Их истинным глашатаем стал Мартов. Он же выступил с наиболее связной критикой революции и большевистской диктатуры. Как лидер оппозиции меньшевиков-интернационалистов в меньшевистской партии в период Временного правительства, Мартов решительно отмежевался от Burgfrieden (гражданского мира – нем.) «оборонцев» типа Потресова и Плеханова, а также от «коалиционизма» Церетели и Федора Дана, лидеров «революционных оборонцев» – меньшевиков в 1917 году. В отличие от них он отстаивал «демократическое» правительство на широкой основе, нечто вроде правительства народного фронта, из которого следовало исключить буржуазную партию кадетов. «Демократическое» правительство, которое он предложил в 1917 году, с марксистской точки зрения было импровизированным ответом на вопрос о власти в буржуазной русской революции, который, как он слишком поздно обнаружил, вышел за рамки «творческих сил» русской буржуазии, преждевременно уставшей от революции или открыто перешедшей в лагерь контрреволюции. Он же рассматривал такую возможность в 1905 году, правда, как трагическое стечение обстоятельств, и несомненно, что это близко подвело его к революционной теории, которую в то время выдвигал Ленин. В этом смысле можно оправдать Церетели, который назвал его полуленинцем.

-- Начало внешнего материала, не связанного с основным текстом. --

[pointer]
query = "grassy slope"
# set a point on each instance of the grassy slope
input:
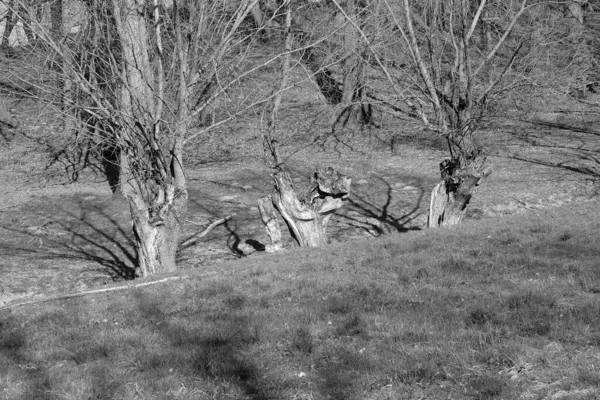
(499, 308)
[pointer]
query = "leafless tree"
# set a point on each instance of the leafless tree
(443, 64)
(143, 75)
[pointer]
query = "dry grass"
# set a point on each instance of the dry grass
(497, 309)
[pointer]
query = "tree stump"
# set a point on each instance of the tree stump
(306, 216)
(450, 197)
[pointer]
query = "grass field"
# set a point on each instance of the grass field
(503, 308)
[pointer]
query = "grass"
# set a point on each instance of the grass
(497, 309)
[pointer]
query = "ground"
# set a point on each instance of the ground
(61, 237)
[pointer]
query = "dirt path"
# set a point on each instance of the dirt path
(58, 238)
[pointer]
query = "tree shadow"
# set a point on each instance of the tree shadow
(92, 235)
(216, 351)
(569, 147)
(375, 214)
(13, 349)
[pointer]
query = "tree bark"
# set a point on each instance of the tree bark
(355, 108)
(9, 25)
(155, 189)
(450, 197)
(307, 217)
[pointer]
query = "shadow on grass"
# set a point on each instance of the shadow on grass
(377, 216)
(569, 147)
(13, 351)
(216, 351)
(91, 235)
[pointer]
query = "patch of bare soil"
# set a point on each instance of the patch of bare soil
(58, 237)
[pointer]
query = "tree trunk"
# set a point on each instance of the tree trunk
(8, 26)
(156, 242)
(354, 106)
(156, 225)
(269, 218)
(450, 197)
(308, 217)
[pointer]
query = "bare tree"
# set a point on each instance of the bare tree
(143, 74)
(306, 215)
(443, 75)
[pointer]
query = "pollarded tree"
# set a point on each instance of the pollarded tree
(144, 72)
(448, 64)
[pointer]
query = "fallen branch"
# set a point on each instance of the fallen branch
(194, 238)
(91, 292)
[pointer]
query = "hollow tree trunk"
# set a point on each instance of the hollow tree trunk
(307, 217)
(450, 197)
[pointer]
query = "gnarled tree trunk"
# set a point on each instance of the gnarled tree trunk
(307, 217)
(450, 197)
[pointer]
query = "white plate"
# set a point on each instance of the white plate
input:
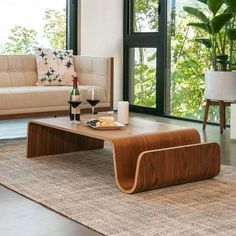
(117, 126)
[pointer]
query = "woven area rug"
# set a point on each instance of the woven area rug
(81, 186)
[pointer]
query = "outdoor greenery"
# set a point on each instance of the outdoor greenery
(23, 40)
(55, 28)
(145, 20)
(216, 20)
(188, 59)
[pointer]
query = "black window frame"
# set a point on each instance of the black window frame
(146, 39)
(72, 25)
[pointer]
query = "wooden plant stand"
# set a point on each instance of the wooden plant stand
(146, 155)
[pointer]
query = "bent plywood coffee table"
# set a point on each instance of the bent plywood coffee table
(146, 154)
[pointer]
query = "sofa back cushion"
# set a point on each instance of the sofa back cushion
(17, 70)
(54, 67)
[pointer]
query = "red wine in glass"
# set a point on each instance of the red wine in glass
(74, 105)
(93, 102)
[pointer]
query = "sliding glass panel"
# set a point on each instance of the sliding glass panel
(187, 61)
(142, 76)
(25, 24)
(145, 16)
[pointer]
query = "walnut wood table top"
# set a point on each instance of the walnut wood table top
(136, 126)
(146, 154)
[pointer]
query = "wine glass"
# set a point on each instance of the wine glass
(93, 98)
(74, 110)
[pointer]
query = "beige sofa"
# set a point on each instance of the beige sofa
(20, 97)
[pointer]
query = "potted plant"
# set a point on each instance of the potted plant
(218, 23)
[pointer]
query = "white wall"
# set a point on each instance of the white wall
(101, 34)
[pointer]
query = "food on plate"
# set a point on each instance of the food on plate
(102, 123)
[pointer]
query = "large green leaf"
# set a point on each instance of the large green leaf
(219, 21)
(214, 5)
(205, 27)
(197, 13)
(205, 42)
(232, 5)
(231, 33)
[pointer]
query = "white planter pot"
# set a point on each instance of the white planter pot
(220, 85)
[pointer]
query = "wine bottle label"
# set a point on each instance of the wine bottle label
(75, 97)
(75, 110)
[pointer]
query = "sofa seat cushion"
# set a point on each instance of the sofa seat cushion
(41, 96)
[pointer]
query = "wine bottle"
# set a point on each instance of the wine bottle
(75, 96)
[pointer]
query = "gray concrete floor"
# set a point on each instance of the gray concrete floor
(21, 216)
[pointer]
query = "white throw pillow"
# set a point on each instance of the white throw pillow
(55, 67)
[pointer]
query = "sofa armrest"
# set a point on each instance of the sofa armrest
(97, 71)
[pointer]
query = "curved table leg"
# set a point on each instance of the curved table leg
(146, 162)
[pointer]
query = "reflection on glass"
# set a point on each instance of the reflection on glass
(142, 76)
(145, 16)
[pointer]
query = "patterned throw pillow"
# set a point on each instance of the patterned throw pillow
(55, 67)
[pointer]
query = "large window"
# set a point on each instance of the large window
(143, 50)
(27, 24)
(187, 62)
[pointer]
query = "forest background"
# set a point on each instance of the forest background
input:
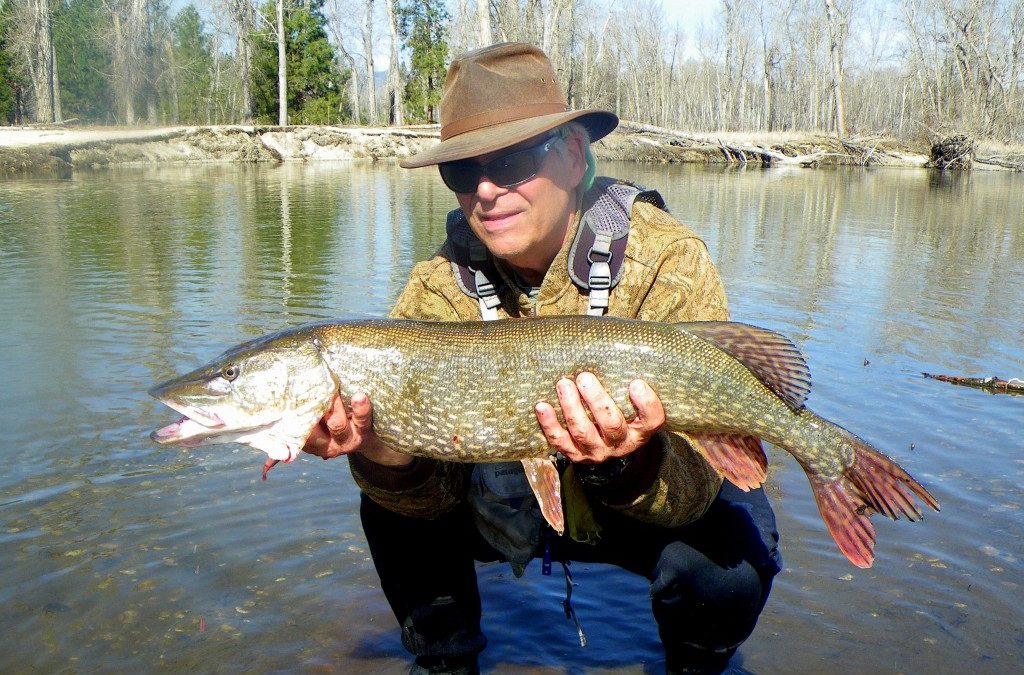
(908, 69)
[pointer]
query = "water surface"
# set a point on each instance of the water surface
(121, 555)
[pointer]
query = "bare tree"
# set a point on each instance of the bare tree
(395, 86)
(483, 15)
(282, 68)
(339, 29)
(368, 46)
(32, 38)
(243, 18)
(837, 38)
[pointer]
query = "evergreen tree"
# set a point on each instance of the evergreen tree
(9, 82)
(424, 29)
(315, 82)
(82, 58)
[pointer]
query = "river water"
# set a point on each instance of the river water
(119, 555)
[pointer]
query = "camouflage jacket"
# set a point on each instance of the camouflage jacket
(668, 276)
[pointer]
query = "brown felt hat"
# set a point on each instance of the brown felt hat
(498, 96)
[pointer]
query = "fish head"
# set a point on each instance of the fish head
(266, 393)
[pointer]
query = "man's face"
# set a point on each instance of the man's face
(525, 224)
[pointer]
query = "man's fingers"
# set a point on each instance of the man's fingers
(558, 437)
(363, 413)
(578, 422)
(336, 419)
(650, 412)
(607, 418)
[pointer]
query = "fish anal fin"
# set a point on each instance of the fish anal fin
(771, 356)
(740, 459)
(542, 474)
(846, 515)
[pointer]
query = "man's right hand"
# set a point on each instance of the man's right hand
(342, 433)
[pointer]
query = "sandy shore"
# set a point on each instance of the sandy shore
(60, 149)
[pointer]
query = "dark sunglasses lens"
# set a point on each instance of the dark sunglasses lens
(513, 169)
(461, 177)
(505, 171)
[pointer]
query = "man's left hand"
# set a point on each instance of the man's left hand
(604, 433)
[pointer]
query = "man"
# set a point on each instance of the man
(536, 234)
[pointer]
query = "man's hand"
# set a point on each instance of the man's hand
(604, 433)
(342, 433)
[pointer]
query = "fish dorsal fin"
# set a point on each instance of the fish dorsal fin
(771, 356)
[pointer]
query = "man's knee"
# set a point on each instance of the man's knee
(699, 602)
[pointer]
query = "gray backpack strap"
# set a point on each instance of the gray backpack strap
(472, 265)
(599, 247)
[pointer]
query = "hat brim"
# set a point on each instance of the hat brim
(499, 136)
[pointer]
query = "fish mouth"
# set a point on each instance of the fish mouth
(185, 432)
(196, 426)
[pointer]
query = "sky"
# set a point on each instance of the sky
(689, 13)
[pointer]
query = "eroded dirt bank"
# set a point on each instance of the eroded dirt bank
(61, 150)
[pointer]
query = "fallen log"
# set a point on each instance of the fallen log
(994, 384)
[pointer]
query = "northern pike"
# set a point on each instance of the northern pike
(466, 392)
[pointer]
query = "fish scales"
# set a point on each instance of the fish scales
(455, 392)
(466, 392)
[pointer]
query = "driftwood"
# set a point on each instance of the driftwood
(953, 153)
(994, 384)
(1000, 162)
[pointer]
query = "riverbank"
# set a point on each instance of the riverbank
(59, 150)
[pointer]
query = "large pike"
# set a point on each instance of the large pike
(466, 392)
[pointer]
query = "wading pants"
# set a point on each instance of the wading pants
(709, 580)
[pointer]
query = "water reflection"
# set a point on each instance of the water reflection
(121, 555)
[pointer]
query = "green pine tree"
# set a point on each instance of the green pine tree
(424, 29)
(10, 82)
(315, 81)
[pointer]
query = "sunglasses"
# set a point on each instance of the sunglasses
(504, 171)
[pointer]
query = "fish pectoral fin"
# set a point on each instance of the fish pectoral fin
(873, 483)
(542, 474)
(740, 459)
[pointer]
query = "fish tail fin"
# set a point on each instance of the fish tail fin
(885, 486)
(872, 483)
(543, 477)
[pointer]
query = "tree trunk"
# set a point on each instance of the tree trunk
(396, 116)
(282, 69)
(483, 16)
(42, 65)
(837, 36)
(368, 47)
(242, 18)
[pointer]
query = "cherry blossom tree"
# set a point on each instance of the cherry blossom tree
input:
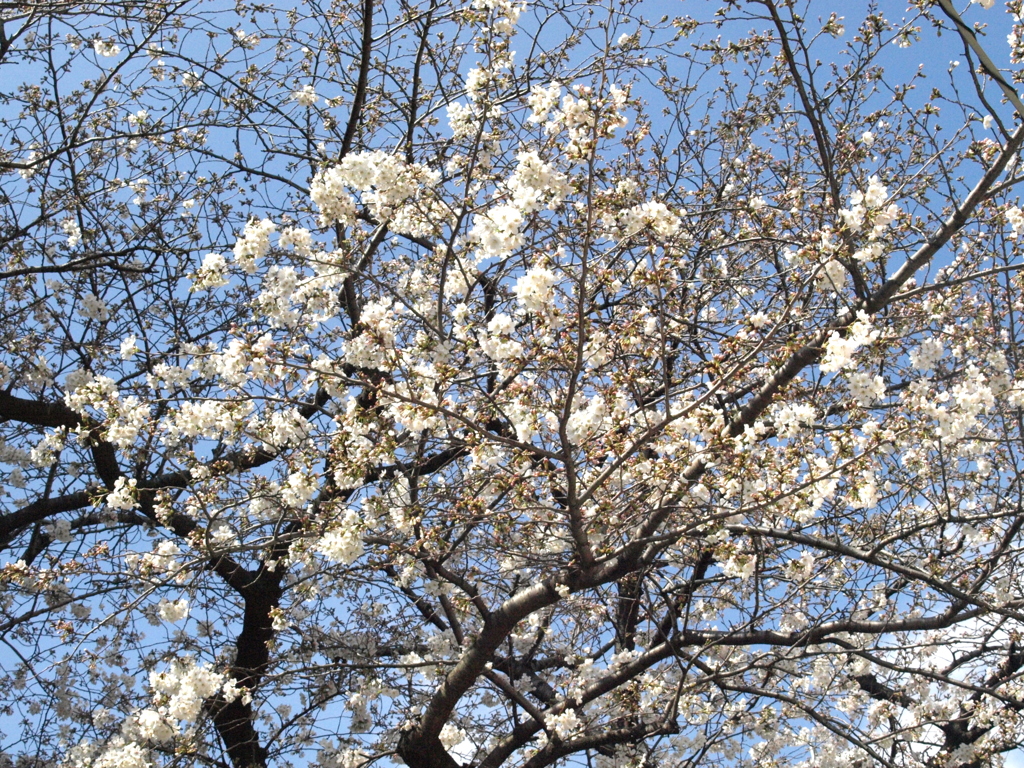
(510, 384)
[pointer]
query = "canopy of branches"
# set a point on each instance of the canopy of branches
(500, 383)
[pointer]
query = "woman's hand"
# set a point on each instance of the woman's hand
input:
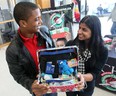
(81, 82)
(39, 89)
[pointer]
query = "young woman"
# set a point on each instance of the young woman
(92, 53)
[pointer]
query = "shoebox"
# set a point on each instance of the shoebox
(58, 68)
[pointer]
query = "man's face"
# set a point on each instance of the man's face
(34, 21)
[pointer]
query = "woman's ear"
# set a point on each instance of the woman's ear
(23, 23)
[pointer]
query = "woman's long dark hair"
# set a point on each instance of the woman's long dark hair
(96, 41)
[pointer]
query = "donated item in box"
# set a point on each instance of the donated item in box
(44, 3)
(107, 77)
(58, 68)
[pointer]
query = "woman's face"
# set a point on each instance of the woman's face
(84, 33)
(34, 21)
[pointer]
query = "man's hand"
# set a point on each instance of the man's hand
(39, 89)
(81, 81)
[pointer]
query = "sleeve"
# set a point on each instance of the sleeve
(16, 70)
(100, 62)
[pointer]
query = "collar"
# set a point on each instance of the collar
(26, 38)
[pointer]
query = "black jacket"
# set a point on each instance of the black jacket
(93, 66)
(21, 65)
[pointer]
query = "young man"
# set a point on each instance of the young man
(21, 53)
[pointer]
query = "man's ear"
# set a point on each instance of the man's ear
(23, 23)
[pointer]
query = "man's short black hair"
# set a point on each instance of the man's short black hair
(23, 10)
(62, 39)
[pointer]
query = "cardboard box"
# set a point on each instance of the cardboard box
(44, 3)
(58, 68)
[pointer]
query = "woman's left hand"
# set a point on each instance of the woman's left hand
(81, 81)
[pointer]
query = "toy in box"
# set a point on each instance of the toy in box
(58, 68)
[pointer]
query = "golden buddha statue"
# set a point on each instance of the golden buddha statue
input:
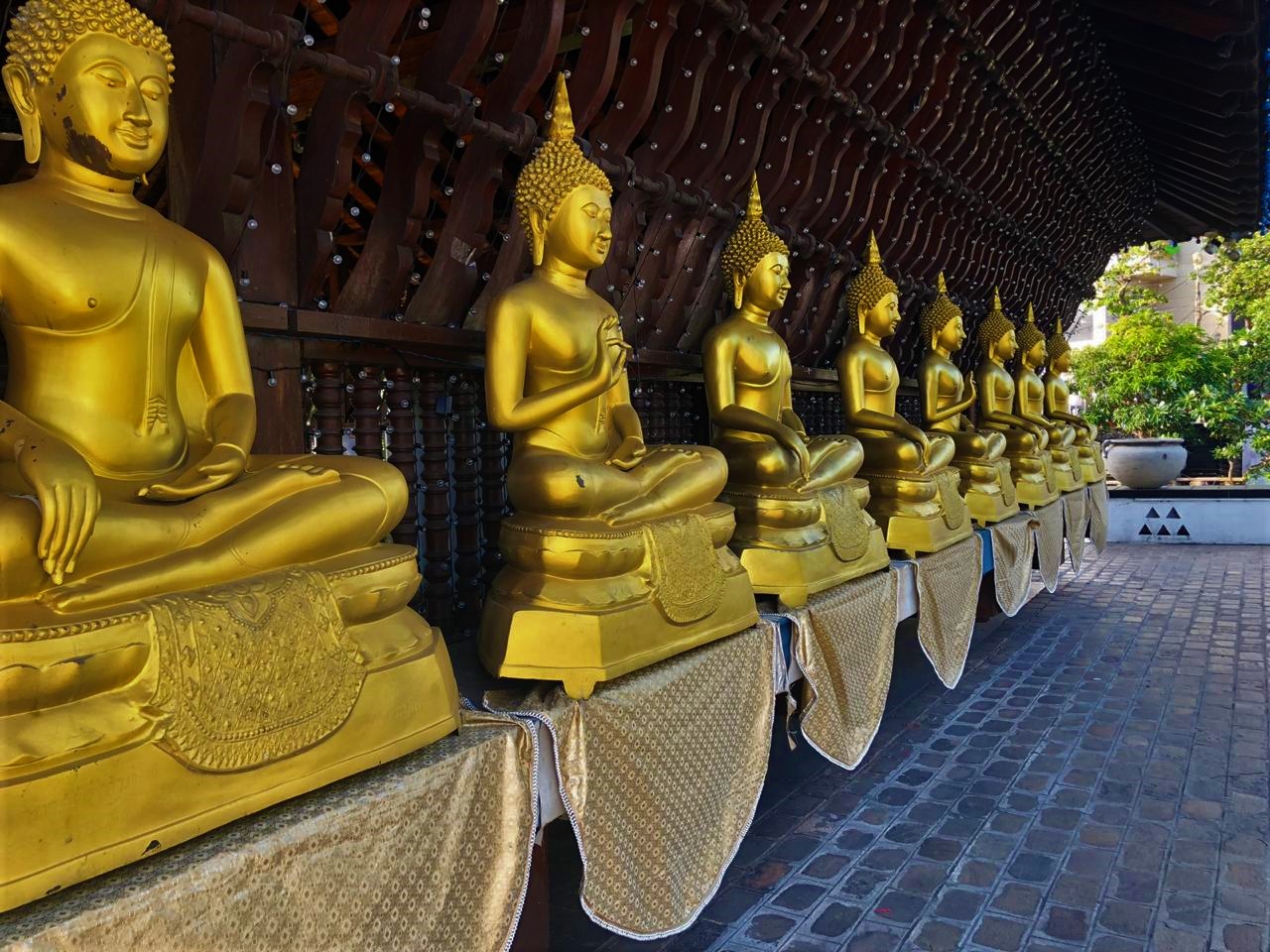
(915, 492)
(1025, 440)
(1030, 404)
(617, 555)
(1088, 451)
(189, 633)
(801, 527)
(985, 484)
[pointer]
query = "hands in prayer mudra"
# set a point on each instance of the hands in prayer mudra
(190, 633)
(617, 555)
(801, 527)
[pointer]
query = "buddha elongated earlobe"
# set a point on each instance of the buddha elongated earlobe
(538, 236)
(17, 80)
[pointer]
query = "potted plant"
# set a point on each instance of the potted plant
(1138, 384)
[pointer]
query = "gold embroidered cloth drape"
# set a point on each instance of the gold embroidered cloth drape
(1012, 547)
(948, 594)
(661, 774)
(1098, 515)
(844, 643)
(429, 852)
(1075, 522)
(1049, 542)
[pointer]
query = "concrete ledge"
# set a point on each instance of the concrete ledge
(1211, 517)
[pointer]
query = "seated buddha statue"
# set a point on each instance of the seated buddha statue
(801, 527)
(985, 484)
(189, 633)
(1088, 451)
(617, 555)
(913, 490)
(1025, 440)
(1030, 404)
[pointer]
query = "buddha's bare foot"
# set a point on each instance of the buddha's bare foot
(296, 477)
(86, 594)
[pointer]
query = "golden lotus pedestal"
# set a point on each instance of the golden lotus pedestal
(988, 490)
(919, 513)
(126, 733)
(583, 602)
(794, 544)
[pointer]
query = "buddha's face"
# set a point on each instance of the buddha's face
(883, 317)
(1006, 347)
(580, 231)
(107, 105)
(769, 284)
(952, 335)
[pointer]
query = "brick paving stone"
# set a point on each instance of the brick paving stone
(1098, 780)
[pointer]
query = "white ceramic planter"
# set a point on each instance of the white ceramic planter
(1144, 463)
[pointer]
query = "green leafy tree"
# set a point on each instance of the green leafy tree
(1238, 280)
(1139, 379)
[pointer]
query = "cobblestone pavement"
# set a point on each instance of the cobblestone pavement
(1097, 780)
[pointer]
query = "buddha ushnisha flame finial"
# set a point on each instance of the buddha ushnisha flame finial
(939, 311)
(1029, 334)
(752, 240)
(870, 285)
(996, 325)
(557, 169)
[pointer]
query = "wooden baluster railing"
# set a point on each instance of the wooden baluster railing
(329, 400)
(367, 413)
(403, 443)
(437, 563)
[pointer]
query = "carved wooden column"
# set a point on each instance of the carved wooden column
(367, 413)
(465, 442)
(437, 566)
(494, 445)
(329, 408)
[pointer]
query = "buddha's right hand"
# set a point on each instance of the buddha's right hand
(68, 500)
(611, 353)
(793, 442)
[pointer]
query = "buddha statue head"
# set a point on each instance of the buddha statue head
(871, 298)
(997, 333)
(1032, 341)
(90, 80)
(942, 320)
(756, 262)
(1060, 352)
(563, 198)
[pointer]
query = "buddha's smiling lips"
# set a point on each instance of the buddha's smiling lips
(137, 140)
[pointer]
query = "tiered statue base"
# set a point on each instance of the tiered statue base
(1035, 483)
(128, 731)
(920, 513)
(583, 602)
(988, 490)
(794, 543)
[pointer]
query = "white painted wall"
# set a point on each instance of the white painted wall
(1222, 522)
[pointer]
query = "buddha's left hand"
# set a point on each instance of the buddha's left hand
(629, 453)
(220, 467)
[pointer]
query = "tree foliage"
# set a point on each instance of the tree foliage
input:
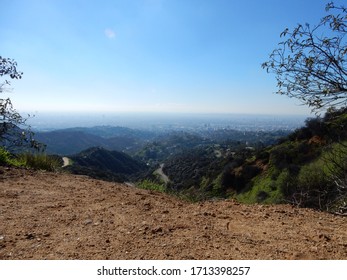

Поэтому Мартов, хотя и был напуган насильственной и военной организацией большевистской Октябрьской революции[71], без особого труда принял ее как «естественное историческое следствие» краха Временного правительства и в особенности краха социалистического умеренного руководства Советов перед лицом великих проблем революции[72]. Сначала он больше всего старался политическими действиями воспрепятствовать установлению диктатуры большевистской партии, а затем пытался расширить и демократизировать ее; в плане же марксистской полемики он хотел разуверить большевиков, которых он серьезно считал товарищами и марксистами, совершающими ужасную ошибку, в их «утопических иллюзиях». С моральной точки зрения Мартова больше всего возмущал большевистский террор, и его бесстрашные постоянные выступления против этого террора превратили его в «истинную совесть революции». Главной целью усилий Мартова было «исправить» Октябрьскую революцию.

Мартов выступил со своей критикой экономических иллюзий большевистской революции в связи с I Всероссийским съездом профсоюзов в начале 1918 года[73], полемизируя с Григорием Зиновьевым, который только что (и, возможно, против своей воли) перешел на позиции большевистского максимализма. Одно дело, утверждал Мартов, завоевать власть в отсталой России, где крестьянская армия, уставшая от войны, постоянных поражений и экономических трудностей, перешла на сторону революции, «бросившись в объятия пролетариата», и под его руководством помогла привести большевистскую партию к власти, и совсем другое – как использовать государственную власть, чтобы путем открытого принуждения вводить социалистический способ производства в «обедневшей и разоренной стране в то время, когда ее производительные силы дошли до крайней степени упадка и разрухи». Он утверждал, что необходимы четыре объективных социально-экономических условия, обязательных для социализма, и что в России ни одного из них нет. Первым условием является наличие «носителя социализма» – многочисленного и определяющего состояние экономики рабочего класса, однородного и устойчивого с социальной точки зрения, имеющего мало возможностей или перспектив преодолеть собственные условия существования и перейти в слой мелкобуржуазных собственников. Русский пролетариат был малочисленным и по большей части состоял из сельских элементов, которых толкнула в городскую промышленность война, но которые были еще крепко связаны с деревней. Революционная аграрная реформа, шедшая полным ходом, могла вернуть их обратно в деревню.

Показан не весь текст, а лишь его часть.